In article <1139916679.044875.75620 / g47g2000cwa.googlegroups.com>,
Timothy Goddard <interfecus / gmail.com> wrote:
>I just whipped this up in a bit of free time. It may be a decent
>starting point for a pure ruby parser. Note that there is no lookahead
>ability.
>
>class ParseError < StandardError; end
>
>class Parser
>
>  @@reductions = {}
>  @@reduction_procs = {}
>  @@tokens = {}
>  @@token_values = {}
>
>  # Parse either a string or an IO object (read all at once) using the
>rules defined for this parser.
>  def parse(input)
>    stack = []
>    value_stack = []
>    text = input.is_a?(IO) ? input.read : input.dup
>    loop do
>      token, value = retrieve_token(text)
>      stack << token
>      value_stack << value
>      reduce_stack(stack, value_stack)
>      if text.length == 0
>        if stack.length == 1
>          return stack[0], value_stack[0]
>        else
>          raise ParseError, 'Stack failed to reduce'
>        end
>      end
>    end
>  end
>  protected
>
>  # Retrieve a single token from the input text and return an array of
>it and its value.
>  def retrieve_token(text)
>    @@tokens.each do |regexp, token|
>      if md = text.match(regexp)
>        text.gsub!(regexp, '')
>        return [token, @@token_values[token] ?
>@@token_values[token].call(md.to_s) : nil]
>      end
>    end
>    raise ParseError, "Invalid token in input near #{text}"
>  end
>
>  # Compare the stack to reduction rules to reduce any matches found
>  def reduce_stack(stack, value_stack)
>    loop do
>      matched = false
>      @@reductions.each do |tokens, result|
>        if tokens == stack[stack.length - tokens.length, tokens.length]

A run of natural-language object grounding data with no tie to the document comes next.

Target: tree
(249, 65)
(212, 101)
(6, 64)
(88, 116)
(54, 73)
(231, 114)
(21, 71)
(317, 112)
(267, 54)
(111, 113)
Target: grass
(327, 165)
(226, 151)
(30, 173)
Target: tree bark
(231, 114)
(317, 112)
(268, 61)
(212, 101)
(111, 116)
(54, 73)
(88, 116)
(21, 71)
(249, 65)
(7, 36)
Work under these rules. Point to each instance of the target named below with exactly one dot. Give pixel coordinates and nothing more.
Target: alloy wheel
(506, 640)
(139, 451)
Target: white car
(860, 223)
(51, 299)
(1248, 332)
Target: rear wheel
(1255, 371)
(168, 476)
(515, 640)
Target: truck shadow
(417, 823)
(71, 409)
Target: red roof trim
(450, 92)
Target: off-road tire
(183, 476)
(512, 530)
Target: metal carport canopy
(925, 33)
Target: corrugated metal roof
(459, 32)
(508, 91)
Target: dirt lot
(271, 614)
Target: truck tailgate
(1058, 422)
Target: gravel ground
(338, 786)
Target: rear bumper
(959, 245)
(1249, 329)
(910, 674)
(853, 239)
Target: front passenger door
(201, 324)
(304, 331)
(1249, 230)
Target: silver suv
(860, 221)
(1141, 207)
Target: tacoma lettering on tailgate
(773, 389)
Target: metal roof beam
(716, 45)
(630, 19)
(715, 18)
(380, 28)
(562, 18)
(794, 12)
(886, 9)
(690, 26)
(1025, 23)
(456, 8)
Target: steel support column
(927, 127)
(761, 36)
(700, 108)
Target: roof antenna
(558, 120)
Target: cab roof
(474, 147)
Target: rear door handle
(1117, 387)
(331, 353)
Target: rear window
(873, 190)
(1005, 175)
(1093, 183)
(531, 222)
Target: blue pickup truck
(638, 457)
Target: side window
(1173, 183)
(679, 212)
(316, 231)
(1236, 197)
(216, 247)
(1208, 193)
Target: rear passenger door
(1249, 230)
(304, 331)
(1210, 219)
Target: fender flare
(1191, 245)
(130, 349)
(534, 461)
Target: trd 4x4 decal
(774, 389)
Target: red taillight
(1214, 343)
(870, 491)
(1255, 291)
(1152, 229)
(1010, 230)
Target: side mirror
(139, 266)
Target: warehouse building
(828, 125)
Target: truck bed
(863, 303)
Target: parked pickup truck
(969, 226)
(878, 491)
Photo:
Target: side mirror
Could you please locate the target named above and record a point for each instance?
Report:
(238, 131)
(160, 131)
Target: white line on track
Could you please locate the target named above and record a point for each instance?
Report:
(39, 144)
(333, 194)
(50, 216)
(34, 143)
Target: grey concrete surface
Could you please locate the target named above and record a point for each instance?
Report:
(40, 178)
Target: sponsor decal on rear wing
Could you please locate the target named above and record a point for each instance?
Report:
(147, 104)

>          start_pos = stack.length - tokens.length
>          stack[start_pos, tokens.length] = result
>          value_stack[start_pos, tokens.length] =
>@@reduction_procs[tokens] ?
>@@reduction_procs[tokens].call(value_stack[start_pos, tokens.length]) :
>nil
>          matched = true
>          break
>        end
>      end
>      return unless matched
>    end
>  end
>
>  def self.token(regexp, token, &block)
>    @@tokens[Regexp.new('\A' + regexp.to_s)] = token
>    @@token_values[token] = block
>  end
>
>  def self.rule(*tokens, &block)
>    final = tokens.pop
>    tokens += final.keys
>    result = final.values.first
>    @@reductions[tokens] = result
>    @@reduction_procs[tokens] = block
>  end
>end
>
>class TestParser < Parser
>  token /foo/i, :foo do |s|
>    s.upcase
>  end
>  token /bar/i, :bar do |s|
>    s.downcase
>  end
>  token /mega/i, :mega do |s|
>    3
>  end
>  rule :foo, :bar => :foobar do |foo, bar|
>    foo + bar
>  end
>  rule :mega, :foobar => :megafoobar do |mega, foobar|
>    foobar * mega
>  end
>end
>

This is a bit like Grammar:
http://grammar.rubyforge.org/0.5/

Phil